I see your point about subclassing properties and agree that this nicely
handles the issue of degree of association.  It is the ramifications of 
"Property" that I dislike.  I think this is proven by the way we model a 
property in Object Oriented Programming --- clearly as an attribute.  
  
>  Pure triple stores typically take the form of fully inverted, three column
>  tables. You'd expect the data to be primary sorted on the subject, too.
>  Searching such a structure for an instance, given a keyable property, and
>  then searching for all properties attached to the instance, is quite
>  efficient. (Insertions are less so, though.) But I'm not convinced there
>  is a huge performance win, here, until you have an extremely heavy duty
>  RDF application. Nowadays those are still rare.

Good point.  I really don't have any evidence that this would be a 
performance 
issue.  My assumption is based on "relations" being the "killer-app" of RDF
and thus the # of them increasing significantly.  Only if that occurs, would 
optimizations based on that fact be warranted.
  
>  >This is a separate issue -- but you really think the spec is elegant?
>  
>  The model, absolutely. The syntax, far less so. That's why many of us work
>  in N3 and let CWM do the dirty work. ;)

In terms of adoption, I think multiple serializations is a no-win proposition.
As soon as you start even attempting to explain it ... eyes glaze over.  It 
is 
inherently unconvincing.  This leads us to: "yeah, if it is so elegant how 
come
you can't express it in a simple way?"
  
>  >Instead, I would argue that it mixes metaphors (linguistics and OOP); is
>  >at times ambiguous where the rubber meets the road (due to multiple
>  >serializations)
>  
>  There's no unambiguity, here, when you conceive of the thing in triples.
>  At the very worst you can always go for a minimal subset of the XML
>  serialization. That's perfectly legal and a subset not plagued by all the
>  complexities of the striped representation is relatively easy to find.
>  Beyond that, it's all triples.

I believe there is ambiguity in determining whether two chunks of RDF are 
equal if
they are serialized differently.  Are there any tools that make this statement
incorrect?

Additionally, I was not solely talking mathematical ambiguity ... just the 
informal
ambiguity for an adopter to choose a serialization format should not
exist.  I think multiple serialization formats is the antithesis of 
standardization.  
  
>  >and is unclear about what it does best (resource description versus
>  >knowledge representation).
>  
>  RDF itself does, and should do, neither. It's pure infrastructure like,
>  say, Unicode. With suitable schemata, you get the easy part, resource
>  description. With RDFS and DAML+OIL, you get shared ontologies. With
>  higher level vocabularies you get true knowledge representation, with FPL
>  and all that jazz. I think that's the way it's supposed to be, given that
>  many people will do FOAF only for a long period before getting into
>  something more exotic.

Interesting assertion but I don't agree because even infrastructure is 
designed for a purpose.  Your infrastructure stresses one thing over
another ... for example, I would say that the RDF infrastructure's 
main purpose is to create assertions while XML Schema's main 
purpose is to create a container (document type).  Assertions versus
Containers.  Simple and clear.  However, when all your examples of
assertions are simply to create Class/attribute instances you are using
assertions to create Containers.  I assert this class has this property.
Thank you but we have that in XML Schema.  Thus, your examples 
demonstrate that you don't know what you want to do with the 
infrastructure by creating a redundant capability.
  
>  >As proof of the above, I would point to its lack of mainstream adoption.  
>  I'd say that's more inertia than a sign of inherent weakness in RDF.
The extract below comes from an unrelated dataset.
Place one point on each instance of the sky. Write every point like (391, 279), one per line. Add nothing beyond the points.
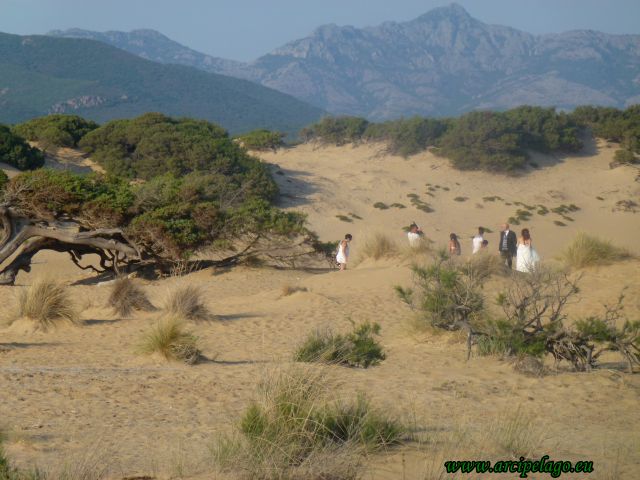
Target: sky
(246, 29)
I hope you are right but believe it is more in line with my above
point about purpose.

>  >Do you bet the business on RDF in its current form?  
>  If I had a business to bet, I probably would. ;)

Unfortunately, I don't see the tech titans agreeing with you.  When Microsoft 
releases the MS Office formats as RDF  ... I will say you made a smart bet.

Best wishes,

 - Mike
----------------------------------------------------
Michael C. Daconta
Director, Web & Technology Services
www.mcbrad.com
Received on Friday, 19 July 2002 15:18:29 UTC